This contribution involves research and attempts to tackle the problem of verifying that the transcoded content itself is a reasonable match for the original source given a good-faith effort at transcoding.
The mission consists on developing a verification classifier that will give a pass / fail output (and with what confidence score), for a given segment of a given asset's rendition.
A series of articles on the topic can be found here and here.
This folder contains a Dockerfile to enable the interaction with a CLI for computing an asset's renditions Euclidean distance values. Further insight about how this works can be gained by interacting with the feature_engineering section and reading the aforementioned publications. Full documentation on the cli can be found on the cli folder of this repo here.
This repo contains several folders to separate different steps of the data generation and analysis.
We are using 10 second chunks of videos from the YouTube-8M Dataset available here. Previous work with this dataset can be found here.
All the information and the scripts to create the assets reside inside the YT8M_downloader folder and are explained in this document.

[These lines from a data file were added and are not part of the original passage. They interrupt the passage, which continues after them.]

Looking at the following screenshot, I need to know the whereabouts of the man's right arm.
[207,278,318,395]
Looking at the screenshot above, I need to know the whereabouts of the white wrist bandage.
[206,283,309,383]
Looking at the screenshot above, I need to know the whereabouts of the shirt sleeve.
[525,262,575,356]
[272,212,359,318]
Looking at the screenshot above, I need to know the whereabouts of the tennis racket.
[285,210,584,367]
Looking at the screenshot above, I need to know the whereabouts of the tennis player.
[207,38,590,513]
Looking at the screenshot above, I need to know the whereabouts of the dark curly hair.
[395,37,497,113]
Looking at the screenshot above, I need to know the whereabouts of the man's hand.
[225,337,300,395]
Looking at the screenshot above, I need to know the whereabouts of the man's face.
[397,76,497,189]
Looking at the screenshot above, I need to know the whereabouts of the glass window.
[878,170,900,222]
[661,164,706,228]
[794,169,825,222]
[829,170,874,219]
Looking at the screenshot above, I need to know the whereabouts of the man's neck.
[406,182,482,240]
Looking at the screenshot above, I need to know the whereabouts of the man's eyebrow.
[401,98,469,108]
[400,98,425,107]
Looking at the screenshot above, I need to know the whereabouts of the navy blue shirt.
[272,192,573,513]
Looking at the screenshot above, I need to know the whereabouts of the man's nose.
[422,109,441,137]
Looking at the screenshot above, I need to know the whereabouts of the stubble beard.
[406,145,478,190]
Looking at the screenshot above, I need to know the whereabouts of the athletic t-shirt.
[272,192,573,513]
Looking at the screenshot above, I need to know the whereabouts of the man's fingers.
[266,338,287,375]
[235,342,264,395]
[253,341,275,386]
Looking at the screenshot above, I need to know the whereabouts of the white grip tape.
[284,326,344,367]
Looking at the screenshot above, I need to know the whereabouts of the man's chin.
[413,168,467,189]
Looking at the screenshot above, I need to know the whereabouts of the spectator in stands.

From the raw video dataset created we obtain different features out of the analysis made with different tools.
As part of the feature extraction, we want to generate different variations of the videos including different renditions, flipped videos, etc. Some of these variations constitute the bulk of what we label as "attacks". Other constitute "good" renditions where no distortions are included.
To obtain the different "attacks", we provide several scripts in order to perform each variation.
All the information and the scripts can be found inside the scripts folder here
Section 1 of Tools.ipynb notebook helps in the usage in case a notebook is preferred as a means of interaction.
There are different standard metrics (VMAF, MS-SSIM, SSIM and PSNR) provided by external tools (ffmpeg and libav) which can be run from the data-analysis/notebooks folder Tools.ipynb notebook. The notebook provides info on how to use them, but also inside the scripts folder here
Section 2 of Tools.ipynb notebook helps in the usage in case a notebook is preferred as a means of interaction.
Alternatively, the scripts can be run separately as bash scripts.
At this step we should have the required data in the form of video assets and attacks as well as the metrics extracted with the external tools which may be required by some of the notebooks.
Further information about this notebooks can be found here
Once models are trained and available, a CLI and a RESTful API to interact with them and obtain predictions are made available. The bash scripts launch_cli.sh and launch_api.sh can be run from the root folder of the project.
Several utility scripts are hosted in this folder for convenience. They are needed at different stages of the process and for different Docker instances.